Toward a Saner Sports Media Culture

About fifteen minutes from now, my Giants will take the field against the Redskins. The Giants are coming off a bye week (in which they somehow managed to trail by 10 going into the fourth quarter), so the big story leading up to the game has to do with the always-volatile Jeremy Shockey, who popped off after a bad loss at Seattle, and said the team was outcoached.

This has led to a lot of hand-wringing about whether the team is in crisis, or whether Tom Coughlin should bench Shockey, and the sports pundits have had a field day analyzing every aspect of the story. The consensus seems to be that Shockey is a Bad Person for running down his coach in the media.

Of course, that sort of misses the real source of the problem: If there hadn’t been a camera crew in the locker room after the game, he wouldn’t’ve had the chance to pop off. If ESPN and Fox and CBS and the rest of the sports media hadn’t played the clip 10,000 times, it wouldn’t’ve been a problem.

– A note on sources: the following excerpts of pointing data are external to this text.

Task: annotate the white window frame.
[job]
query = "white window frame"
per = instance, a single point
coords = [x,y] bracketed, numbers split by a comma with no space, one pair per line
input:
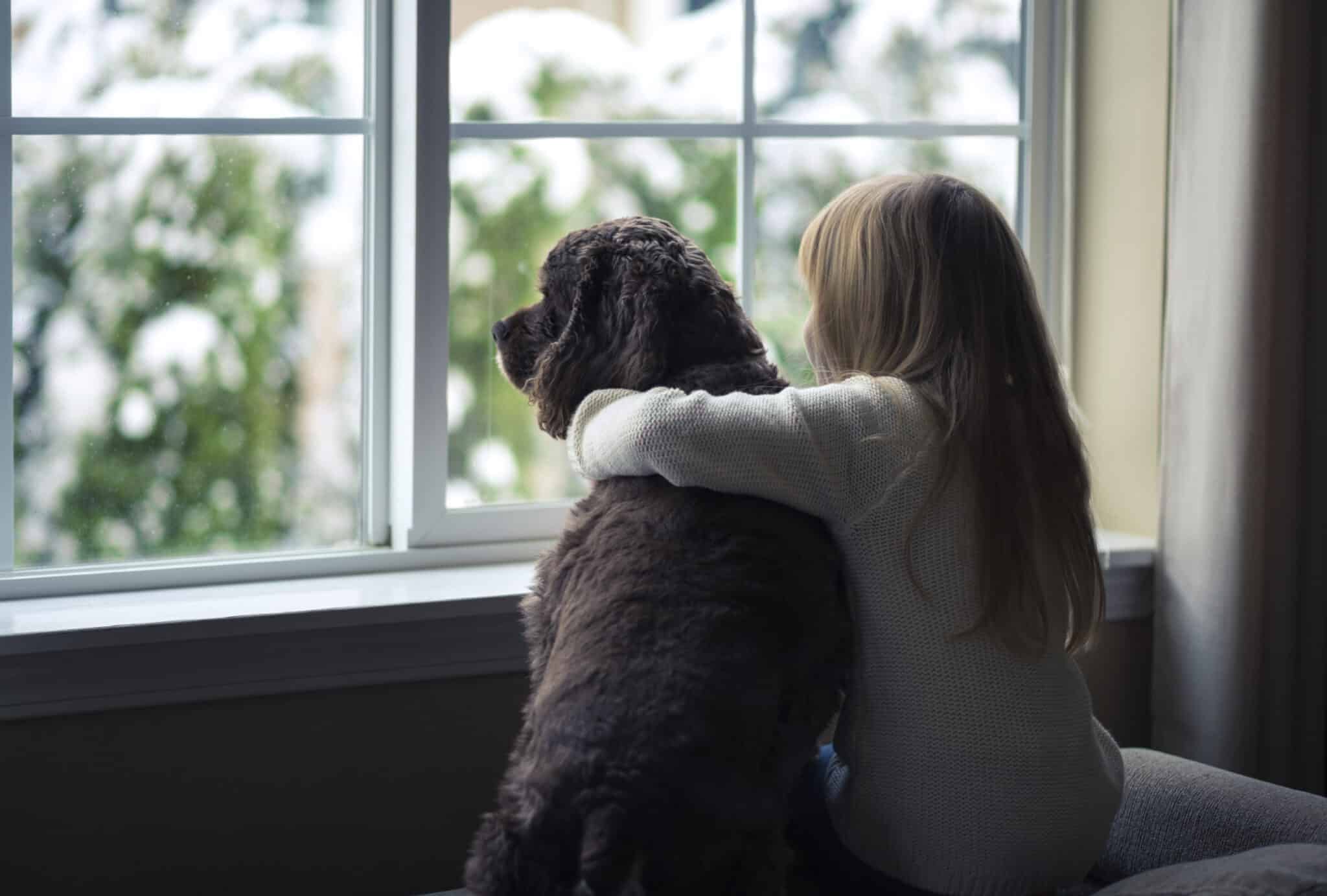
[408,133]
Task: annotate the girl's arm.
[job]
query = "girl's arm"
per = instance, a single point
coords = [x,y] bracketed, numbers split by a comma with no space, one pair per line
[803,448]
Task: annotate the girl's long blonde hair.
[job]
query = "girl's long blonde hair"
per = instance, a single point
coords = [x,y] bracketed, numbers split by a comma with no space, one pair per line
[923,279]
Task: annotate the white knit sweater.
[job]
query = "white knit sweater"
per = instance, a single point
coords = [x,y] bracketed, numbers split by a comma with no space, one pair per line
[962,769]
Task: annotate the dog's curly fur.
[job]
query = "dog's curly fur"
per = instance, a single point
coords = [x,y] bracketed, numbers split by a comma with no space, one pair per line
[685,647]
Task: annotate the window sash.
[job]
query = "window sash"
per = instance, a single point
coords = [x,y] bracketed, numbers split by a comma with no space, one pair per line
[408,132]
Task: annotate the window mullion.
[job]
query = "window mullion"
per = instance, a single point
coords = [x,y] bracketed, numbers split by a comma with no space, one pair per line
[7,398]
[432,251]
[135,125]
[376,343]
[746,164]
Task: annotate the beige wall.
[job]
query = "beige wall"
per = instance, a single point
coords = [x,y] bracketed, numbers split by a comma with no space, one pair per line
[1123,111]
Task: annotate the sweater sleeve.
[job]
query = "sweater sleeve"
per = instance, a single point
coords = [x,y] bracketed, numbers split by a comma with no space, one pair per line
[803,448]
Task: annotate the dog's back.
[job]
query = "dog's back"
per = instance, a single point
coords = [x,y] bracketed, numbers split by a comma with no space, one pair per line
[686,649]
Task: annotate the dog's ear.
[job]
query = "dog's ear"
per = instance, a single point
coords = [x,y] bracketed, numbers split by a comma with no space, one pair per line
[566,371]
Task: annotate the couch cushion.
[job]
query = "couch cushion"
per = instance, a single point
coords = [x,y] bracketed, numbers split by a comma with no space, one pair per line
[1286,870]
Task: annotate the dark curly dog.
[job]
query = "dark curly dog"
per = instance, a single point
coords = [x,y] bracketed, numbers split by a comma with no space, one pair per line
[685,647]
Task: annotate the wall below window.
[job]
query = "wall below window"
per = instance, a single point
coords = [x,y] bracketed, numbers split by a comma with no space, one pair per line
[365,790]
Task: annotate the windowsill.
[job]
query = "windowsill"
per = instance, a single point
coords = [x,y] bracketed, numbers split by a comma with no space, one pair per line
[93,652]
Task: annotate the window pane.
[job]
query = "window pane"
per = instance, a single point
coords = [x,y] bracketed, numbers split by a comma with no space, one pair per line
[795,178]
[923,60]
[186,330]
[595,60]
[511,202]
[233,59]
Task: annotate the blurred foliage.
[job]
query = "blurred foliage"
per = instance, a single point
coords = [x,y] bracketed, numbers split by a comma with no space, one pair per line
[194,236]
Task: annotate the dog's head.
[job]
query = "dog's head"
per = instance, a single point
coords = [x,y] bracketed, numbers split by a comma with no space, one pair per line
[625,304]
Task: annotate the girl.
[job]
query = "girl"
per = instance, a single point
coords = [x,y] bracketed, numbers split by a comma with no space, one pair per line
[941,453]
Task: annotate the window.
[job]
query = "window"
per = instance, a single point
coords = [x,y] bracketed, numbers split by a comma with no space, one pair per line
[222,367]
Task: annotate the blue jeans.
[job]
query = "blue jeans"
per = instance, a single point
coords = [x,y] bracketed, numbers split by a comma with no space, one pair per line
[810,830]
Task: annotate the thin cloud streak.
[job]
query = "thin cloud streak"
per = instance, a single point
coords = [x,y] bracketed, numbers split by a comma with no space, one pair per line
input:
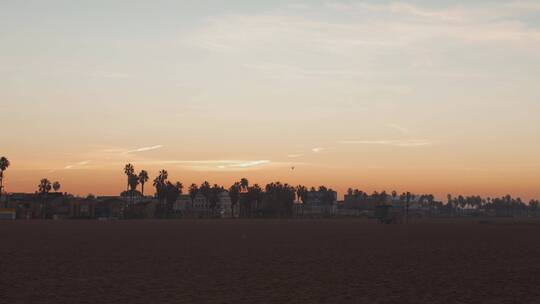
[396,143]
[144,149]
[79,164]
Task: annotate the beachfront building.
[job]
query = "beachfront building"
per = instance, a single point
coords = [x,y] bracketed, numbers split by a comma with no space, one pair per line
[202,207]
[320,203]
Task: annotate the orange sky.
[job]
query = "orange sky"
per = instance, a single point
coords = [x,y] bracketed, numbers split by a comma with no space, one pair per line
[424,97]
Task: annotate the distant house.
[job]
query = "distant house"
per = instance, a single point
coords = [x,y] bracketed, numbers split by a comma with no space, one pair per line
[202,207]
[320,203]
[8,213]
[82,208]
[182,204]
[110,207]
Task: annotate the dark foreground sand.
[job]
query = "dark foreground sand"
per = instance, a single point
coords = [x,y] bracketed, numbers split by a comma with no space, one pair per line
[268,261]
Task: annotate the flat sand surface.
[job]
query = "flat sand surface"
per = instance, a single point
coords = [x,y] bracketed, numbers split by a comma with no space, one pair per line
[269,261]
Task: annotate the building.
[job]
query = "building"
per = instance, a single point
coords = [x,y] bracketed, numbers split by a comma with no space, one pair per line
[182,204]
[8,213]
[320,203]
[202,207]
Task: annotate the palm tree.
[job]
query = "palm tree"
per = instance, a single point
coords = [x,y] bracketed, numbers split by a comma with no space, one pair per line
[128,170]
[160,182]
[163,174]
[56,186]
[193,189]
[234,193]
[143,178]
[244,183]
[4,164]
[44,188]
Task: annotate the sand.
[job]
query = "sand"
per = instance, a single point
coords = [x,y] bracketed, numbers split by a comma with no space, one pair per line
[269,261]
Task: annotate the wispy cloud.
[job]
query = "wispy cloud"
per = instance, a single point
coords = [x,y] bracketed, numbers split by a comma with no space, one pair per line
[296,155]
[398,128]
[211,165]
[118,75]
[76,165]
[144,149]
[396,143]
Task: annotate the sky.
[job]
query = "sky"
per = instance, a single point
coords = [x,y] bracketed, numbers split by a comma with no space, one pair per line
[423,96]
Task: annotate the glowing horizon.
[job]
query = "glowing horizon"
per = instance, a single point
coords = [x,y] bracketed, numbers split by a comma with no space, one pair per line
[407,96]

Much as I enjoy some of these shows– Pardon the Interruption in particular– there’s a level of hypocrisy in sports punditry that I find really distasteful. We’ve created a situation where athletes are played vast sums of money, and placed under huge pressure to win games, and expected to live and die with every play. And yet, when they get emotionally involved in the outcome and vent after the game, it becomes a huge issue, and they get berated for being poor sports.

Now, Shockey isn’t blameless– only the presence of Plaxico Burress keeps him from being the biggest knucklehead in a New York uniform– but there’s an easy solution to the problem of players saying stupid things immediately after the game: Don’t interview them immediately after the game. Keep the camera crews outside, and give them a chance to cool off. And if they still pop off, cut them some slack. When a player says “Write that down,” don’t– he’s just venting, and whatever he just said isn’t worth repeating.

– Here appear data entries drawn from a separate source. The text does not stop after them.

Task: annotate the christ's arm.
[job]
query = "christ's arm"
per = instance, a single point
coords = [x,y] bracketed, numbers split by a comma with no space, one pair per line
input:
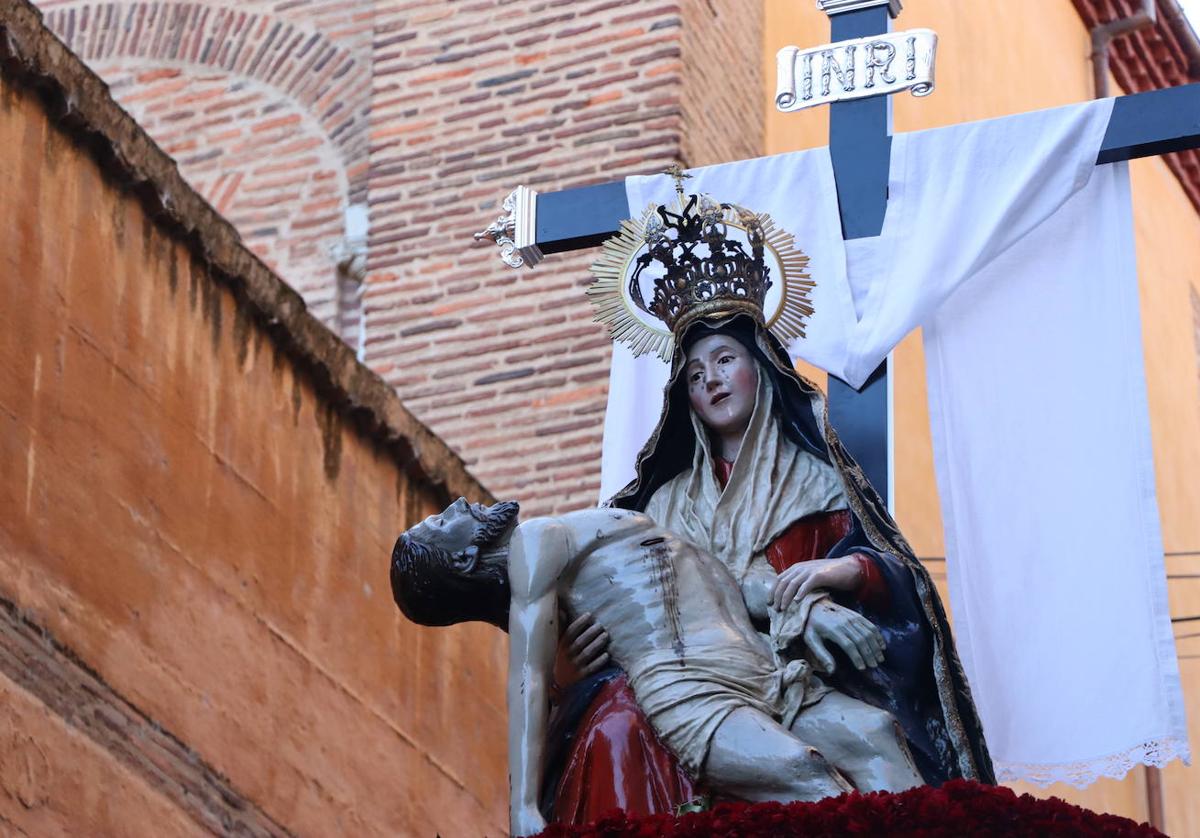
[538,555]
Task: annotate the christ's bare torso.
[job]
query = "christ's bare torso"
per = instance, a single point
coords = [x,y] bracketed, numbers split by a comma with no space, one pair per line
[651,590]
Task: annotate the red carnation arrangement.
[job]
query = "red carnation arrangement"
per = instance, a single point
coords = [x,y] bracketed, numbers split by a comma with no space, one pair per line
[957,808]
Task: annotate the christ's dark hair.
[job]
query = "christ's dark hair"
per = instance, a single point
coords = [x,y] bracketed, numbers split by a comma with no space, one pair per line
[436,587]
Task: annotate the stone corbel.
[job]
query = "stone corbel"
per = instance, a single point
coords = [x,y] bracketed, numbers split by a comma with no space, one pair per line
[839,6]
[515,232]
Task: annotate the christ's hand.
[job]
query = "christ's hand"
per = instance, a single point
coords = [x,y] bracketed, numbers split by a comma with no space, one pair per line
[851,632]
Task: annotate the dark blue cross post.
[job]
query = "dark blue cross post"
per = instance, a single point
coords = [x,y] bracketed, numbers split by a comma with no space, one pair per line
[1143,125]
[861,148]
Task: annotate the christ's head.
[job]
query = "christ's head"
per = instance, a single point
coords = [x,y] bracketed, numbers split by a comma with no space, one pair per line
[453,567]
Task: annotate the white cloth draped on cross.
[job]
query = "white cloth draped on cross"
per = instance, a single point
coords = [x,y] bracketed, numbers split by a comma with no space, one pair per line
[1014,252]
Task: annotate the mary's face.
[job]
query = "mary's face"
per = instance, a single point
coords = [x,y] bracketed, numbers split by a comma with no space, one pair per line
[723,382]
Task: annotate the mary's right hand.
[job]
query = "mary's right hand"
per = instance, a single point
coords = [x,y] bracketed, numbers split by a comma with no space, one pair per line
[587,645]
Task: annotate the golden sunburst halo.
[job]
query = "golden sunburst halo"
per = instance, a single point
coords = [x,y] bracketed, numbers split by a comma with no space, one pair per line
[642,333]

If you’re going to have millions of dollars riding on the outcome of a football game, the people playing the game are going to get a little wrapped up in the whole thing. What Shockey said was actually milder than what most Giants fans were saying in bars and living rooms all over the country at that same moment. The only difference was that somebody got him on tape, and put it on tv.

2 thoughts on “Toward a Saner Sports Media Culture

  1. Have you considered the possibility that most of these “controversies” are about as real as the “conflicts” between contestants on reality TV shows?

  2. No, the only difference is that Shockey works for the guy, and all the fans in bars don’t. Telling reporters not to cover it when players say stupid things isn’t exactly a likely happening.